The analogy between virtualization and wireless adoption is unfortunately similar, and with only proactive efforts by all parties can we avoid another train wreck – being relative to our IT Control environments. Wireless implementations were done mostly as a grass root fashion (similar to people plugging in dial-up modems to access AOL through the company PBX, or installing PC Anywhere through a modem b/c the user wanted remote access that wasn’t made available by IT, yet) where users installed Linksys routers to the corporate network, or made their laptops an access point instead of a client.
The lessons learned from the past (dial-up, remote access, wireless access) is that architecture changes must occur, and a structure must be put in place to adapt to the new technologies. Refusing to adjust and develop new solutions will only make the threats to the business greater. The security controls must be adapted to handle these virtual environment and may need to consider contextual security – the thought where security is implemented based on the data processed and not the physical location (which is key when the physical is removed from the equation).
Andreas Antonopoulos of Network World had a nice description of the conundrum for this “physical problem” – “In a virtualized environment, some of the old concepts have to go: IP addresses do not identify servers because servers can be redeployed on the fly to a different subnet. So your “IP A.A.A.A can send packets to IP B.B.B.B” access control design is no longer relevant or helpful.
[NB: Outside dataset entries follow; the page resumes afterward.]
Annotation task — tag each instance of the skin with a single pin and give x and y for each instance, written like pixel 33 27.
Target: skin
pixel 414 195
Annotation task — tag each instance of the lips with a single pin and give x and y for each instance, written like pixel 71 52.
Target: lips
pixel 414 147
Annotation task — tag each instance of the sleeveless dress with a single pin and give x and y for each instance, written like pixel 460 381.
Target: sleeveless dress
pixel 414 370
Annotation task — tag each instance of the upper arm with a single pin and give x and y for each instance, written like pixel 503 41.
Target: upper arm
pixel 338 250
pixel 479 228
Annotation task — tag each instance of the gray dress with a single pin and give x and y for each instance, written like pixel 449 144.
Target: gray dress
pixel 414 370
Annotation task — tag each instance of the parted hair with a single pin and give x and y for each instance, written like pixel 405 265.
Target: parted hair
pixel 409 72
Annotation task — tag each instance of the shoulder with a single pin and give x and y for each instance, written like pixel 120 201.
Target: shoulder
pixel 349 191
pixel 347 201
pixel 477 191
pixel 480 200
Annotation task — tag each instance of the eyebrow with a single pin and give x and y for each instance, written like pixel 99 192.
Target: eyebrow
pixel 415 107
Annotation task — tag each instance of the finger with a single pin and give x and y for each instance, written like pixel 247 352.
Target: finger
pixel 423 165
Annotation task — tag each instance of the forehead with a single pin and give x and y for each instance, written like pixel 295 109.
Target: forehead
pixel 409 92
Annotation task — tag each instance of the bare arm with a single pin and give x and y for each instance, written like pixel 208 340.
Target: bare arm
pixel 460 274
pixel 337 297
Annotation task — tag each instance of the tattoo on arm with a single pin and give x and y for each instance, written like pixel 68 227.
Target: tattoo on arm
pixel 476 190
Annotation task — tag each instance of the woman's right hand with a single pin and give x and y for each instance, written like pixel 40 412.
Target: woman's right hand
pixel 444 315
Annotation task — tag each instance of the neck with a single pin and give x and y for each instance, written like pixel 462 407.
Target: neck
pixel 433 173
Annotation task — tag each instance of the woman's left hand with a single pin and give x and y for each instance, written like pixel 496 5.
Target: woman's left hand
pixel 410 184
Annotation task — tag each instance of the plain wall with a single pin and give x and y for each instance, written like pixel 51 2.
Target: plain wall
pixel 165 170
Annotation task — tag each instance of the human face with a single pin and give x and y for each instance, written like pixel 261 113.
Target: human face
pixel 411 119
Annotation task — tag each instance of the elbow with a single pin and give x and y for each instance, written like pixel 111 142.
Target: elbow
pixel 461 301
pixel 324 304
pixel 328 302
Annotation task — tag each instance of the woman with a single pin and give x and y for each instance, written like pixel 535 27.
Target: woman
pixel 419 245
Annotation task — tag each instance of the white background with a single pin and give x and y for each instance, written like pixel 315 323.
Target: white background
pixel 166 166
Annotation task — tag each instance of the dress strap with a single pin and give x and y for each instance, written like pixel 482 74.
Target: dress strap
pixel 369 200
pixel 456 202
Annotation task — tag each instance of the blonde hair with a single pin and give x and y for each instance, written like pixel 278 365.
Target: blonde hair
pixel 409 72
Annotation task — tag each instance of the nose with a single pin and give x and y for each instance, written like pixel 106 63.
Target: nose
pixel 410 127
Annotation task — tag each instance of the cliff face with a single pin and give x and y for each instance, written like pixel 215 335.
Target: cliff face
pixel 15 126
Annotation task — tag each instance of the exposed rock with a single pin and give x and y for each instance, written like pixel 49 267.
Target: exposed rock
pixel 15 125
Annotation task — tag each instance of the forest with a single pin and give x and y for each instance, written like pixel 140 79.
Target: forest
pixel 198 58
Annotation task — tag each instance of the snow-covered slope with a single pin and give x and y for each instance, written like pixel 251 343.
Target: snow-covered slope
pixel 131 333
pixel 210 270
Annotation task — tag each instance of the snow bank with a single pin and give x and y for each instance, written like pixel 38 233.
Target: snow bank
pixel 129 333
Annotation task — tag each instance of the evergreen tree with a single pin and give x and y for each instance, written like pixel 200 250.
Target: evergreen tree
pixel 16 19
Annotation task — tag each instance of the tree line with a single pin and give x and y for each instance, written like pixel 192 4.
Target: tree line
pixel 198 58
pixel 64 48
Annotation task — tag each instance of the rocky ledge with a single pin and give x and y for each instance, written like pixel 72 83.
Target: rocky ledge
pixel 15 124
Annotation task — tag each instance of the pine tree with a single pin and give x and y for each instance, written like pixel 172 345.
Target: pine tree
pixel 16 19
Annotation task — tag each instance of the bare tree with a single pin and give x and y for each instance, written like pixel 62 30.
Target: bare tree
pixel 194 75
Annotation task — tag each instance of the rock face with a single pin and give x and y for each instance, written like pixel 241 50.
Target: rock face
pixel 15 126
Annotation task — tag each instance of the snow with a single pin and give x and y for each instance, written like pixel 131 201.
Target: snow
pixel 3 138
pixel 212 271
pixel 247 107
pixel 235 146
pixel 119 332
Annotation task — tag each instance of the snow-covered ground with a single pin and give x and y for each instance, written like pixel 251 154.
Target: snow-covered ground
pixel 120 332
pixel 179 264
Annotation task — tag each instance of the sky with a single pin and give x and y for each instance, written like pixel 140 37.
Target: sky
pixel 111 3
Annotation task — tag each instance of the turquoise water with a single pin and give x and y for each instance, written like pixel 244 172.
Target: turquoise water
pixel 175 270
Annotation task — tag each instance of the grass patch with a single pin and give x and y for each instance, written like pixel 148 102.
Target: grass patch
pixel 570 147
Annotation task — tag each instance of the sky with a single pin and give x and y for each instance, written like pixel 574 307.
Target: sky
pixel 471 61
What was at IP A.A.A.A has moved to a different subnet/data center/continent.”
Richard Bejtlich has a great article that summarizes his and Ofir Arkin thoughts on NAC and why that virtual security has its weaknesses. It is important to understand these risks as these can settle into the virtualized application space too. HIs post is under ShmooCon 2007 Wrap-Up
I would appreciate any comments on additional resources or approaches to securing this aspect of the growing data center. Especially as industry moves to more shared and remote hosting solutions – virtualization will occur w/o any interference due to the low cost nature of the implementation.